Objective: Phenylephrine is often used for management of cerebral perfusion pressure after traumatic brain injury, but can have undesirable actions. Few studies have evaluated alternatives. The hypothesis was that arginine vasopressin was as effective as pherylephrine for maintaining tissue oxygenation during cerebral perfusion pressure management. Design: Prospective randomized, blinded animal study, Setting: University laboratory. Subjects: Thirty-five anesthetized swine (46 +/- 1 kg).
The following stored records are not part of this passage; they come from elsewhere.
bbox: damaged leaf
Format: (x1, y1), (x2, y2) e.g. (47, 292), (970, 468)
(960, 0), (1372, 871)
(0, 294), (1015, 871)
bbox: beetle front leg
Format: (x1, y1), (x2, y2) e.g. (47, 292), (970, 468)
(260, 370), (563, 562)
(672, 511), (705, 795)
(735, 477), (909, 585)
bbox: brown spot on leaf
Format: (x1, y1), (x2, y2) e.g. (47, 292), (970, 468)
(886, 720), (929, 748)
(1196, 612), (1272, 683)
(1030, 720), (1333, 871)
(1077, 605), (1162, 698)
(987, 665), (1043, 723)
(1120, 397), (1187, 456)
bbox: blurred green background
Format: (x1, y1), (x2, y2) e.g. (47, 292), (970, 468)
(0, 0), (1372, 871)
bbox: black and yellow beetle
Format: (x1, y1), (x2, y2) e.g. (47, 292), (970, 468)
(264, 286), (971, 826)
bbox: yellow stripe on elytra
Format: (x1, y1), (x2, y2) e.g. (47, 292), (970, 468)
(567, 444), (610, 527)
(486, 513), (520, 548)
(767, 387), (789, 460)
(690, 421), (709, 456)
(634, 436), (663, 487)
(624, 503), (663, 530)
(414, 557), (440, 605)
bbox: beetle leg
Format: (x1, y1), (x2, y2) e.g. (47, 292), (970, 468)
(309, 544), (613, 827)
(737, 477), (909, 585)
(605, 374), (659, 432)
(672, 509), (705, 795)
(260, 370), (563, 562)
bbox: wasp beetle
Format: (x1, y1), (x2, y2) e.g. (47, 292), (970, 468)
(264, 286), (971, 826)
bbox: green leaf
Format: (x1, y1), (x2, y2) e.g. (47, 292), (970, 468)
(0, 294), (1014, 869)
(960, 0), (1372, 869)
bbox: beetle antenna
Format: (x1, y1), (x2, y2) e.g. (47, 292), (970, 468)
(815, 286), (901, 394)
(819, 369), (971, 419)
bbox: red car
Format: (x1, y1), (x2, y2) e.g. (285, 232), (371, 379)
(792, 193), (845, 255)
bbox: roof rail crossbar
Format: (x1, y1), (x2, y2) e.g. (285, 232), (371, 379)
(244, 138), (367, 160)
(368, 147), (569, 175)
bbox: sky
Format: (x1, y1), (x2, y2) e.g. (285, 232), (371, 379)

Interventions: Blunt trauma to the head and bilateral chests (estimated injury severity score was 25-32) was followed by hypoventilation. Resuscitation was divided into phases to simulate treatment in a typical prehospital, emergency room, and intensive care unit. For 30-45 mins postinjury, 1 L of normal saline was administered. For 45-120 mins, normal saline maintained systolic blood pressure >100 mm Hg plus-mannitol for intracranial hypertension. After 120 mins, phenylephrine or arginine vasopressin was titrated to cerebral perfusion pressure >70 mm Hg (randomized and blinded) plus normal saline to maintain filling pressure >12 mm Hg plus glucose to maintain normoglycemia. Measurements and Main Results: Mortality rate was 37% (13 of 35) within 2 hrs. Before resuscitation, mean arterial pressure was 61 +/- 5 mm Hg, heart rate was 110 +/- 6 beats/min, Pa0(2) was 46 +/- 2 mm Hg, and lactate was 5.0 +/- 0.4 mM. Intracranial pressure increased from 8 +/- 1 mm Hg to 20 +/- 1 mm Hg and brain tissue P0(2) decreased from 19 +/- 1 mm Hg to 8 +/- 1 mm Hg. Resuscitation corrected most variables, as well as mixed venous, renal, portal, and muscle oxygen saturations, but 90% (20 of 22) required pressor support. After 6 hrs with either pressor, hemodynamics were stable. However, with phenylephrine vs. arginine vasopressin, intracranial pressure averaged >10 mm Hg higher and brain tissue P0(2) was 6 mm Hg lower, whereas tissue oxygen saturations were >10% higher in the shoulder and hindlimb muscles (all p < 0.05). Conclusions: Arginine vasopressin was as effective as phenylephrine for maintaining cerebral perfusion pressure, but intracranial pressure and brain tissue oxygenation were improved at the expense of the periphery.